Chris Christie has offered many reasons why he is running against his former ally Donald Trump in the Republican presidential primary. Since announcing his candidacy, Christie, a former New Jersey governor, has blamed Trump for the chaos at the U.S. Capitol on Jan. 6, 2021, for the ballooning national debt and for illegal immigrants "pouring over our southern border."

"It is his fault because he never changed one immigration law in the two years that he had Republican control of Congress," said Christie during his June 6 announcement in New Hampshire. "Not one immigration law did he change. He didn’t build the wall, and Mexico is laughing at the idea that they were going to pay for a wall on their border."

Trump’s immigration policies made a lot of news while he was in office, but Christie is largely correct that Trump did not sign any major immigration law during his presidency. What Christie’s statement dismisses, however, is the impact of Trump’s executive orders and Congress did approve money for a border structure.

Changes during Trump’s tenure increased enforcement and restricted legal immigration, according to the Migration Policy Institute, a nonpartisan policy group.

And Trump’s administration "set an unprecedented pace" for executive actions, notching 472 changes, the institute found in a 2022 report.

"The Trump administration was arguably the first to take full advantage of the executive branch’s vast authority on immigration," the report states.

But a comprehensive change to actual immigration law hasn’t happened in decades — under either Democratic or Republican administrations, even when the White House and Congress were controlled by the same party.

David Bier, associate director of immigration studies at the libertarian Cato Institute, said "the executive actions are hugely important, but not as important as laws. Laws are more important because they last for much longer and can’t be reversed by a president."

The last major legalization effort was the 1986 law signed by President Ronald Reagan. Congress passed some other notable immigration laws in the 1990s and 2000s, most recently the 2006 Secure Fence Act, passed after the Senate failed to enact immigration reform. The 2006 bill mandated the construction of 700 miles of a fence on the southern border.
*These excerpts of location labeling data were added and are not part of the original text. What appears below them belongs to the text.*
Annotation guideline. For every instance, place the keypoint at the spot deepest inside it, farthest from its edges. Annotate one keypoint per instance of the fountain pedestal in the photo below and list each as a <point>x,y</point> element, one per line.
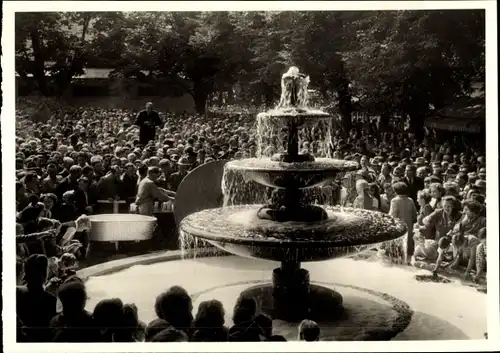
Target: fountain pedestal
<point>288,205</point>
<point>292,298</point>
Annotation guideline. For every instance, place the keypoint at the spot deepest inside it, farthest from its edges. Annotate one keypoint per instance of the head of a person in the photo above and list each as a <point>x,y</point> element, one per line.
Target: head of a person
<point>73,297</point>
<point>130,170</point>
<point>83,223</point>
<point>364,162</point>
<point>36,270</point>
<point>451,205</point>
<point>437,190</point>
<point>154,173</point>
<point>385,169</point>
<point>175,306</point>
<point>410,171</point>
<point>75,172</point>
<point>472,208</point>
<point>423,197</point>
<point>165,166</point>
<point>210,314</point>
<point>309,331</point>
<point>130,327</point>
<point>49,200</point>
<point>81,159</point>
<point>244,310</point>
<point>155,327</point>
<point>362,187</point>
<point>461,180</point>
<point>83,183</point>
<point>52,169</point>
<point>30,180</point>
<point>265,323</point>
<point>170,334</point>
<point>142,169</point>
<point>183,165</point>
<point>374,189</point>
<point>400,188</point>
<point>481,234</point>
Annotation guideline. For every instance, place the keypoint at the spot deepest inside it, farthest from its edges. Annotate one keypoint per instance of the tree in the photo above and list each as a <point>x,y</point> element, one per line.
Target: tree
<point>410,63</point>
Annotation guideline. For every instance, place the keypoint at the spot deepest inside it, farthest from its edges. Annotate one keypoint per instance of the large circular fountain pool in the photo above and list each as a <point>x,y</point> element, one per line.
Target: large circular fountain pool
<point>376,308</point>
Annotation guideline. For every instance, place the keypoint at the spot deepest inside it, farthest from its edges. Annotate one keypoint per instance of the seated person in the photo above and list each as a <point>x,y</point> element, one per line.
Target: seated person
<point>309,331</point>
<point>463,239</point>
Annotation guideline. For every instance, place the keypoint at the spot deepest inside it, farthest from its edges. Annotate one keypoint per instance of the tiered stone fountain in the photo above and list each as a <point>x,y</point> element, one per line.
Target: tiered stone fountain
<point>287,229</point>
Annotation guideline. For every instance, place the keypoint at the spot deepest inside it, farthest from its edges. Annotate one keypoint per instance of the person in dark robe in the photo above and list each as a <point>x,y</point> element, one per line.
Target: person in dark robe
<point>35,307</point>
<point>147,120</point>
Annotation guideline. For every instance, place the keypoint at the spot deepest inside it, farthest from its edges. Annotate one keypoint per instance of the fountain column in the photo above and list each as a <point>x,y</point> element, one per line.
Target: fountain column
<point>291,286</point>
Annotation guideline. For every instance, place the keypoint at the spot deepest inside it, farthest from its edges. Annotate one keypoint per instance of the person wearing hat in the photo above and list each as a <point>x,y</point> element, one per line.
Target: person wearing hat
<point>35,306</point>
<point>148,192</point>
<point>183,166</point>
<point>192,156</point>
<point>420,162</point>
<point>414,184</point>
<point>147,120</point>
<point>480,186</point>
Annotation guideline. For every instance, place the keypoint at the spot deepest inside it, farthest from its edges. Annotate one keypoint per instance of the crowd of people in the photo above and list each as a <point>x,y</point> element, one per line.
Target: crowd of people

Trump entered the White House promising a southern border wall to stop illegal crossings and saying he’d work with Congress to pass laws to crack down on illegal immigration. Trump failed to complete a border wall, though he did achieve funding for some of it. And Congress failed to pass any immigration bills even when Republicans controlled both chambers.

Rick Su, an immigration law professor at the University of North Carolina, said executive orders can change policies in major ways.
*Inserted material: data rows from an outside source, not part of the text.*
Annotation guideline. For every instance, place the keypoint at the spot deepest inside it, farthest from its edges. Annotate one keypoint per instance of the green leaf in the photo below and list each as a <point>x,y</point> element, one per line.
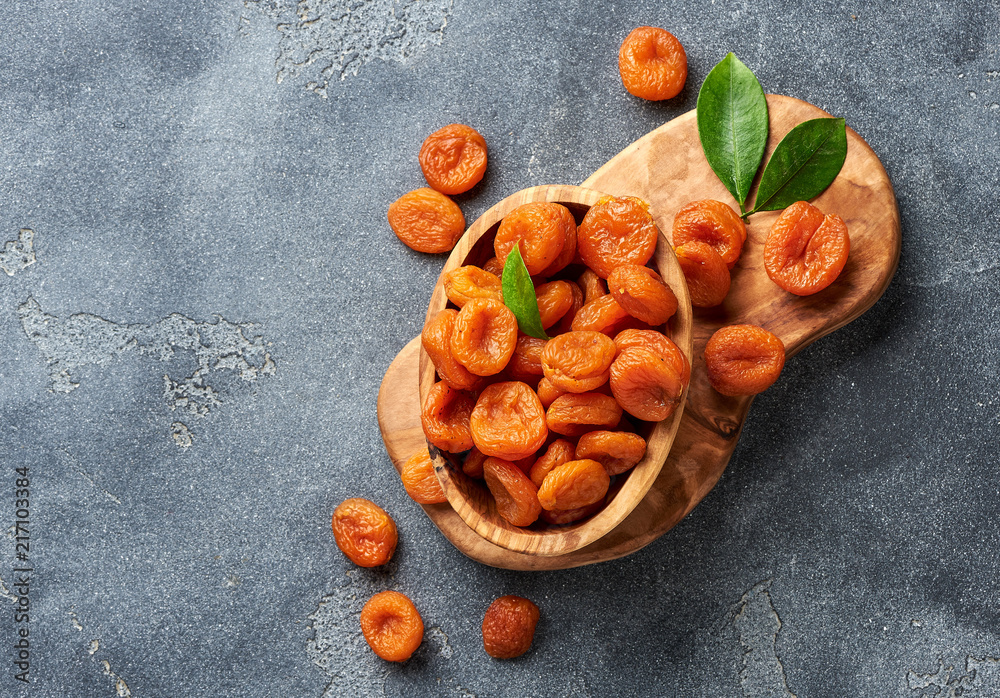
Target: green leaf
<point>732,124</point>
<point>805,163</point>
<point>519,295</point>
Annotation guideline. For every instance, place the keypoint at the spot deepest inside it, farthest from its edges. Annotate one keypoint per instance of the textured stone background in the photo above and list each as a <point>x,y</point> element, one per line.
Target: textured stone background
<point>189,367</point>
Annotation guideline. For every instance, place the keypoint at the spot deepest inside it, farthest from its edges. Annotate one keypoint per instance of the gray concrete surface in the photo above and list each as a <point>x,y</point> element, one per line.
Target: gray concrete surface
<point>194,327</point>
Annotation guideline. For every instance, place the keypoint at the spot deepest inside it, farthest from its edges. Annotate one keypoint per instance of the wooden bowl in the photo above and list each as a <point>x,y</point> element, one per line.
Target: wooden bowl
<point>470,498</point>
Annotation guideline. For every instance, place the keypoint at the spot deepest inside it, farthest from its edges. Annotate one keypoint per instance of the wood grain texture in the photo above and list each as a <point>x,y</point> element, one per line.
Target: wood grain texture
<point>468,497</point>
<point>667,168</point>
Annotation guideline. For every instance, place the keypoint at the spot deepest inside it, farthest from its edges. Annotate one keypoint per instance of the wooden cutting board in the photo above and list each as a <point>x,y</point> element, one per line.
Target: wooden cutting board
<point>668,169</point>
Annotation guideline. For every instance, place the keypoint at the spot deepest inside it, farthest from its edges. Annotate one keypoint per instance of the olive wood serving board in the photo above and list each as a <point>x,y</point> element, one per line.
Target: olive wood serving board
<point>668,169</point>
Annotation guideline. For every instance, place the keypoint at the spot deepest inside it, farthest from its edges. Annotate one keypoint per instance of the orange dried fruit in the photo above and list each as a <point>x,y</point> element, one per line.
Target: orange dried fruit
<point>508,421</point>
<point>539,229</point>
<point>445,418</point>
<point>364,532</point>
<point>645,384</point>
<point>578,362</point>
<point>616,230</point>
<point>559,451</point>
<point>805,250</point>
<point>484,337</point>
<point>743,359</point>
<point>652,64</point>
<point>575,414</point>
<point>509,627</point>
<point>516,495</point>
<point>463,284</point>
<point>706,274</point>
<point>642,294</point>
<point>713,223</point>
<point>426,220</point>
<point>436,340</point>
<point>617,451</point>
<point>575,484</point>
<point>392,626</point>
<point>420,481</point>
<point>453,158</point>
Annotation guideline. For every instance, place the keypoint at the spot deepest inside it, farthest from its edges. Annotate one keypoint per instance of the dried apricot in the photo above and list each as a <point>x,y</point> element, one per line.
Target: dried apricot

"For example, that is one of the arguments against (Deferred Action for Childhood Arrivals); that Obama essentially rewrote the law and set up a legal system that was not approved by Congress," Su said. The program deferred deportation for certain people who are in the U.S. illegally but arrived in the U.S. as children and met strict criteria.

Trump viewed executive actions as his best chance to get what he wanted without having to negotiate with Congress or share the credit, Theresa Cardinal Brown, director of immigration and cross-border policy at the Bipartisan Policy Center, previously told PolitiFact.

We emailed a contact for Christie’s campaign and received no response.